The WH-1000XM6 were developed in collaboration with world-renowned mastering audio engineers and deliver studio-quality sound clarity and precision. A new carbon fiber dome driver pushes audio quality further, keeping vocals and instruments balanced across the frequency range. High-Resolution Audio Wireless via LDAC lets you take full advantage of lossless streaming services.
The XM6 also brings back the foldable design that the XM5 abandoned, paired with a new magnetic case that’s slimmer and more travel-friendly. Battery life remains at roughly 30 hours, and a six-microphone AI beamforming system dramatically improves call quality over the previous generation.
The WH-1000XM6 typically goes for $460, but you can currently snag it for $398 at Amazon — a 13% drop that applies to all color options. That brings it surprisingly close to the XM5’s discounted price and makes the upgrade math much easier.

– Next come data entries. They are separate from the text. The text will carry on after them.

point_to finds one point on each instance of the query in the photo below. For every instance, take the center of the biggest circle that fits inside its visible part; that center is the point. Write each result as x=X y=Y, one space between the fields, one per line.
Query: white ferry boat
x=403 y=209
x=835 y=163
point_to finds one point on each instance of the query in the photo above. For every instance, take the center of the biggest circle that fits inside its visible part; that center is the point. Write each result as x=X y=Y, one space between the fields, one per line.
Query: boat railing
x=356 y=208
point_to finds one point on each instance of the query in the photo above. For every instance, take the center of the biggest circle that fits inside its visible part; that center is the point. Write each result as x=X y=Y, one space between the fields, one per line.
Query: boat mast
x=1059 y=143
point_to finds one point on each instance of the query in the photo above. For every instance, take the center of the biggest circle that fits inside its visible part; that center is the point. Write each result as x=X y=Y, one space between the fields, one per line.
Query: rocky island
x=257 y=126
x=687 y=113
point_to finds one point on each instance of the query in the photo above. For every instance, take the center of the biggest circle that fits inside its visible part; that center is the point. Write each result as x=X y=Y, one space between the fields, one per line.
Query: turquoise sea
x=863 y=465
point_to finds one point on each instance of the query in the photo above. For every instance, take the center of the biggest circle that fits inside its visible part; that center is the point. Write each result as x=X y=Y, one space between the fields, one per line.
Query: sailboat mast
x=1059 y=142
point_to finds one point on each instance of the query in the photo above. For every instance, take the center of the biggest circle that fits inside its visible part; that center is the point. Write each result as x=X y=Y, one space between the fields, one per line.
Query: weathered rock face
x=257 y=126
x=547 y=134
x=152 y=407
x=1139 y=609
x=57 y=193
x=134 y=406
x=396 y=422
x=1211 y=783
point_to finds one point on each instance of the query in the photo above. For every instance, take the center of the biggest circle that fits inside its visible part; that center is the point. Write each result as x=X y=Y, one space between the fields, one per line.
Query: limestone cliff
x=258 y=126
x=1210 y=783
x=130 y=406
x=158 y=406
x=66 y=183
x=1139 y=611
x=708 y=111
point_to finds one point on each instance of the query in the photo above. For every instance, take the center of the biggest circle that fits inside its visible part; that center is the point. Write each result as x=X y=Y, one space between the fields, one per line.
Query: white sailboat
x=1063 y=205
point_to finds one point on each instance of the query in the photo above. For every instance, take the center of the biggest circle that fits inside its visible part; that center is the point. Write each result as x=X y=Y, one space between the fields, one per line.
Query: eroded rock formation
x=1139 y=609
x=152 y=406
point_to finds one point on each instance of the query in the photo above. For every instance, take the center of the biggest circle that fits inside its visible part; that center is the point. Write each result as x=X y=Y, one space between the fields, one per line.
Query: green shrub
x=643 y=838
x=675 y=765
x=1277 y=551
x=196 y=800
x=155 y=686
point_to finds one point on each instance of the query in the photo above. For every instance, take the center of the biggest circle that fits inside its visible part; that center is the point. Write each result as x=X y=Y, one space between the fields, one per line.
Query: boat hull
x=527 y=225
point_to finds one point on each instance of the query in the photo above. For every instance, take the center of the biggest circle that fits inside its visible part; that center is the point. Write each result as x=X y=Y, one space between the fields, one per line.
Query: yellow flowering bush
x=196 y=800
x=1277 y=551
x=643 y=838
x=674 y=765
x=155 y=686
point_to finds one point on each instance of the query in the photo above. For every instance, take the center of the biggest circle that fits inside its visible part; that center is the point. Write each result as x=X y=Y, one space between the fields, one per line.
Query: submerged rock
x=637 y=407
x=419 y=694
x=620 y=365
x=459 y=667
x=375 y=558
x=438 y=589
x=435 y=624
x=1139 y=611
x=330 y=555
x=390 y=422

Flaws but not dealbreakers: There isn’t a whole lot of difference from the predecessor, the WH-1000XM5 — so if you already own the XM5, upgrading is hard to justify. The $398 sale price is still significantly more than the XM5 at $278, and the improvements, while real, are evolutionary rather than revolutionary. At list price ($460), the premium over the XM5 is even harder to swallow.
How We Made Our Picks
We surveyed current expert reviews from publications including Tom’s Guide, What Hi-Fi?, SoundGuys, TechRadar, and others, cross-referenced with user feedback and current Amazon pricing to identify headphones that consistently earn top marks across sound quality, noise cancellation, comfort, battery life, and features. Prices listed reflect Amazon pricing as of late March 2026 and are subject to change.
The Bottom Line
For most people, the Sony WH-1000XM5 at $278 is the headphone to buy. It does everything well, the price has never been better, and it will make you happy whether you’re commuting, working, or relaxing. If noise cancellation is your absolute top priority, get the Bose QuietComfort Ultra. If sound quality matters above all else and you want insane battery life, the Sennheiser Momentum 4 at its current sale price is a steal. Apple users who want seamless integration and a premium build should look at the AirPods Max. And if you want the latest and greatest from Sony with no compromises, the WH-1000XM6 at $398 is an excellent deal on a flagship headphone.